Here, we have concluded that Church’s two enticement convictions are identical in both law and fact, and thus there is no reason to presume the legislature intended multiple punishments.  However, to test our preliminary conclusion, we have indeed shifted the inquiry under the second prong of the multiplicity analysis as the dissent suggests.  We do so in order to satisfy ourselves that there are no reasons to believe the legislature intended to impose multiple punishments for two apparently identical offenses.  Had we concluded, as does the dissent, that Church’s two convictions are not identical in law and fact, we would have recognized the presumption in favor of multiple punishments and then inquired, under the second prong of our analysis, whether that presumption is rebutted by other indicators of legislative intent.

[13]  The judicial interpretation mentioned by the Legislative Council staff attorney is State v. Morrow, 95 Wis.2d 595, 291 N.W.2d 298 (Ct. App. 1980), in which this court interpreted “crime against sexual morality” to include not only violations of ch. 944, Stats., which was entitled “Crimes Against Sexual Morality,” but also any crime of sexual immorality, regardless of its location in the statutes.  See Wisconsin Legislative Council Staff, Crimes Against Children: B. Sexual Morality, Discussion Paper 86-1B, August 15, 1986.

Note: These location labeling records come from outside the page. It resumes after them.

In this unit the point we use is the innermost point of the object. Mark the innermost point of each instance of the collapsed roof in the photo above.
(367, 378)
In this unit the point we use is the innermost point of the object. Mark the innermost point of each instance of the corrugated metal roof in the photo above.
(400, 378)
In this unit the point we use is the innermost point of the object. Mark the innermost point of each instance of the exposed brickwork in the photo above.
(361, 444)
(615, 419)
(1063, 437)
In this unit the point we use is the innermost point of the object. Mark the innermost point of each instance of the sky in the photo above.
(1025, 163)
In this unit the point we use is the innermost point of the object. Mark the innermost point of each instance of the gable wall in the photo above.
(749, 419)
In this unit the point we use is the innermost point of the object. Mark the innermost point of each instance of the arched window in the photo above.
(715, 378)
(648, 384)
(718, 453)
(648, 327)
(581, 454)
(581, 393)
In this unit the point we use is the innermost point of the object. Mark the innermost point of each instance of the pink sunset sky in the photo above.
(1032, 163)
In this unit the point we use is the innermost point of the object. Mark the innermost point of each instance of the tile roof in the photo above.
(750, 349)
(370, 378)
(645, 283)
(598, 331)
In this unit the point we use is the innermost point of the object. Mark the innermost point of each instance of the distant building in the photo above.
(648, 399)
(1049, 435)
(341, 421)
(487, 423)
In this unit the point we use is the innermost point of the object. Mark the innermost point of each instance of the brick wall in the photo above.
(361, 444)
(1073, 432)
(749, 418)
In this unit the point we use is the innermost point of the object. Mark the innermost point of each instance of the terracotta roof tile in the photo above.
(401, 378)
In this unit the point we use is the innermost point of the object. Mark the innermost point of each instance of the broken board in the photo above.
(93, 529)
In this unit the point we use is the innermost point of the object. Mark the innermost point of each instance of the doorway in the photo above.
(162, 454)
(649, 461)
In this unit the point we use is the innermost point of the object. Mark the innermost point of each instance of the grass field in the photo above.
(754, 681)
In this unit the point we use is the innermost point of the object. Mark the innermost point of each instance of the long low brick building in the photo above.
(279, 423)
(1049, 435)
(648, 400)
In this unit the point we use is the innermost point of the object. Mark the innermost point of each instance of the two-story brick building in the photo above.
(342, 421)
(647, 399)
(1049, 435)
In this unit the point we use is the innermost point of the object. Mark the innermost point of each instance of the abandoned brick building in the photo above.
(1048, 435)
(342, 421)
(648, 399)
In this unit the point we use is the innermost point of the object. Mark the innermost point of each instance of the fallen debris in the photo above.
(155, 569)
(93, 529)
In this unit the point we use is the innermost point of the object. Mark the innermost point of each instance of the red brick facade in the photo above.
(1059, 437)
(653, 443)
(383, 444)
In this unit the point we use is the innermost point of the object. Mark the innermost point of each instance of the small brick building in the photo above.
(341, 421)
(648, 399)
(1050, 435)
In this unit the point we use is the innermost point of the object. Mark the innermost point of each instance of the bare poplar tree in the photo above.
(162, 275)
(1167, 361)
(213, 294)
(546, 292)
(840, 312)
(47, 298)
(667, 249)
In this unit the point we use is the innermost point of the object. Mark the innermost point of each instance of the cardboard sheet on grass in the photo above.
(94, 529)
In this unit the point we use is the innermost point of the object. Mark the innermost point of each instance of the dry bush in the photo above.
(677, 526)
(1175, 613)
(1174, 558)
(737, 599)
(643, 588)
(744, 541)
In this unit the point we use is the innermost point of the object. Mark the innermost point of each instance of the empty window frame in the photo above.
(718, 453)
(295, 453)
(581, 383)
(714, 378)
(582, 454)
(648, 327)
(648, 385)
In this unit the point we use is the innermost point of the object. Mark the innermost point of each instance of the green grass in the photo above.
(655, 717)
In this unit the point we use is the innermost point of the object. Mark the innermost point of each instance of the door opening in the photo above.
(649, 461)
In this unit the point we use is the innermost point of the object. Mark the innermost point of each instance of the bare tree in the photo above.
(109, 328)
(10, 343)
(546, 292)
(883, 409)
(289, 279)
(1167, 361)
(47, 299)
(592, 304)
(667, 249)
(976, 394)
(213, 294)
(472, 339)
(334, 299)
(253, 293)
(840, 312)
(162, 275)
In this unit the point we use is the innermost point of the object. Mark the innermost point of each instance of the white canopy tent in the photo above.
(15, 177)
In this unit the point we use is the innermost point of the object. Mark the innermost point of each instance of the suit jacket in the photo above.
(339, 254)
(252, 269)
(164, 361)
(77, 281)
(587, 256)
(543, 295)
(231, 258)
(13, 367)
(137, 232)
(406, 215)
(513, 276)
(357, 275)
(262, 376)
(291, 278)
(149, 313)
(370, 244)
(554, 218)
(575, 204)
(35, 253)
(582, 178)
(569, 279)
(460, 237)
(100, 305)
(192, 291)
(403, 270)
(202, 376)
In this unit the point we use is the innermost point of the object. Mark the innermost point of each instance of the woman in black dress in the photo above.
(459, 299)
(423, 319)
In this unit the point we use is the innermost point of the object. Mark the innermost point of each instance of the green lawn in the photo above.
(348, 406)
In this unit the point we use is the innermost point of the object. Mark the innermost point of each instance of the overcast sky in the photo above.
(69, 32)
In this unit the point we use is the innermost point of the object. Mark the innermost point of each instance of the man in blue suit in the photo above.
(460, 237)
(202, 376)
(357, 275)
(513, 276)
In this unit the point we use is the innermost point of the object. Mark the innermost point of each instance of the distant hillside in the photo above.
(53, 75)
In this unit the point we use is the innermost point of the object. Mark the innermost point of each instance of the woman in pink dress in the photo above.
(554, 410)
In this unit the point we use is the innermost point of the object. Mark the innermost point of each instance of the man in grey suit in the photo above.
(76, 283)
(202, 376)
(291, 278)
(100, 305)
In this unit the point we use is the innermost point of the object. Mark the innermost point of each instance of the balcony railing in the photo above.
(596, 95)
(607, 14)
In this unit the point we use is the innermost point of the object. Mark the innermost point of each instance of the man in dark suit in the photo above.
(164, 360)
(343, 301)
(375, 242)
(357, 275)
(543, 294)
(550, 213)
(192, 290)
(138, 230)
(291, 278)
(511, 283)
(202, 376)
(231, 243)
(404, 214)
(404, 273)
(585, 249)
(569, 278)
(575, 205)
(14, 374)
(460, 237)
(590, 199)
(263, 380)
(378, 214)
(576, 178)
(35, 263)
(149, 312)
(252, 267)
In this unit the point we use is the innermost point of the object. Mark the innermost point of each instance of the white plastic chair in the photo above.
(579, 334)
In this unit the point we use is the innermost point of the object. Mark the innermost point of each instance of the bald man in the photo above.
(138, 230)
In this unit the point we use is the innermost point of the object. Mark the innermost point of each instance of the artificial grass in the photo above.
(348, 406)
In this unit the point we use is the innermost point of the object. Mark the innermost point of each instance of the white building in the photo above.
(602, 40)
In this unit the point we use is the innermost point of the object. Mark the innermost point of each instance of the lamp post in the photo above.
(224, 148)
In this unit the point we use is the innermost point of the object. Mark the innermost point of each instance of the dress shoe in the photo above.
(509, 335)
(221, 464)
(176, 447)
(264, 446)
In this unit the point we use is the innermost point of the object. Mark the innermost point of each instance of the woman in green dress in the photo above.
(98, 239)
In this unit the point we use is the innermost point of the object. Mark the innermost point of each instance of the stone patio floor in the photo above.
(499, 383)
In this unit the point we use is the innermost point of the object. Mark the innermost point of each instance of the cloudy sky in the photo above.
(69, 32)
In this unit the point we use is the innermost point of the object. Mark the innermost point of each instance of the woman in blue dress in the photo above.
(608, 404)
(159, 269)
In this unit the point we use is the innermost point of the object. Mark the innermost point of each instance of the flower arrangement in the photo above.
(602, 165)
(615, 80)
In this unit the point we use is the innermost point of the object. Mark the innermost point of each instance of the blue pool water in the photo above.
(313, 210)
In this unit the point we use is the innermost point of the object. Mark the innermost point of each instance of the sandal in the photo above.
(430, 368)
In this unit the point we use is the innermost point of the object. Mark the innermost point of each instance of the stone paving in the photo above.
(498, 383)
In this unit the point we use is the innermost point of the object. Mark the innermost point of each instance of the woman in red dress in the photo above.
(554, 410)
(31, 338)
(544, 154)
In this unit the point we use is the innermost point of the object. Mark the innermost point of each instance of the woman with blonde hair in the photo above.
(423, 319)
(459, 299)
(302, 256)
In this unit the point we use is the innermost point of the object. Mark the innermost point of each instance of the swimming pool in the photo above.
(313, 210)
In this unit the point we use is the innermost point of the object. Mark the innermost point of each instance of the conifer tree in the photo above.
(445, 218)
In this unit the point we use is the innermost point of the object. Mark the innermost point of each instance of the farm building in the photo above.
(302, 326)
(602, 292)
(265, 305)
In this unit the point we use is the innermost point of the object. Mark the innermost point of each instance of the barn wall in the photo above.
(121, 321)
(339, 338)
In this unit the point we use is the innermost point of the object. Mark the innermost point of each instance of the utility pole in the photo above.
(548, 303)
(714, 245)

[14]  Section 948.07, Stats., criminalizes certain acts of child enticers who cause a child to enter a building, room or secluded place.  Whether the result in this case would be different if the State charged Church with entering the Quality Inn Motel with one intent and entering his room with another intent is an issue the parties have not briefed. 

[15]  The majority’s analysis reverses this presumption.  Under the majority’s analysis, if a statute is not clear, the Blockburger test is inapplicable.